Mandalà Mario, Massi Daniela
Unit of Medical Oncology, Department of Oncology and Haematology, Papa Giovanni XXIII Cancer Center Hospital, Piazza OMS 1, 24100, Bergamo, Italy.
Division of Pathological Anatomy, Department of Surgery and Translational Medicine, University of Florence, Florence, Italy.
Handb Exp Pharmacol. 2018;249:129-143. doi: 10.1007/164_2017_5.
The therapy of metastatic melanoma (MM) was radically changed by the introduction of inhibitors of BRAF, an oncogene mutated in ≈40-50% of patients. Oncogenic BRAF promotes an immune-compromised tumour microenvironment (TME). Inhibition of MAPK pathway signaling with BRAF (BRAFi) and MEK inhibitors (MEKi) attenuates immune escape and increases the melanoma immunogenicity through multiple mechanisms, including elevation of melanoma antigen expression and improved T cell infiltration and function. These changes sustain the TME for response to immunotherapy. In this chapter we discuss preclinical and clinical data supporting the immunomodulating activities of targeted therapies, the immunotolerance as a mechanisms of resistance and highlight the rationale for novel combinations of targeted therapies and immunotherapies with the potential to significantly improve the future treatment of MM patients.

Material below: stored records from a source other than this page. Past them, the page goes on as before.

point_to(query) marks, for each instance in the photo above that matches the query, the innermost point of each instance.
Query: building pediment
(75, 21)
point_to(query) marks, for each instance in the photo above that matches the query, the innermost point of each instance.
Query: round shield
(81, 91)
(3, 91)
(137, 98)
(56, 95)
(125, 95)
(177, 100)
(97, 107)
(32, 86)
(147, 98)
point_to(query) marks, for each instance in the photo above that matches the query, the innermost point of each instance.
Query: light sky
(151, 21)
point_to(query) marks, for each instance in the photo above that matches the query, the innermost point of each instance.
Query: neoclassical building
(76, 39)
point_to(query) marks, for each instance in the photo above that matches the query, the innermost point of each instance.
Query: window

BRAF抑制剂的引入彻底改变了转移性黑色素瘤(MM)的治疗方法,BRAF是一种致癌基因,约40%-50%的患者中存在该基因的突变。致癌性BRAF会促进免疫功能受损的肿瘤微环境(TME)。使用BRAF抑制剂(BRAFi)和MEK抑制剂(MEKi)抑制MAPK信号通路,可通过多种机制减弱免疫逃逸并增加黑色素瘤的免疫原性,包括提高黑色素瘤抗原表达、改善T细胞浸润和功能。这些变化维持了TME对免疫治疗的反应。在本章中,我们讨论支持靶向治疗免疫调节活性的临床前和临床数据、作为耐药机制的免疫耐受,并强调靶向治疗与免疫治疗新联合方案的基本原理,这些联合方案有可能显著改善MM患者未来的治疗。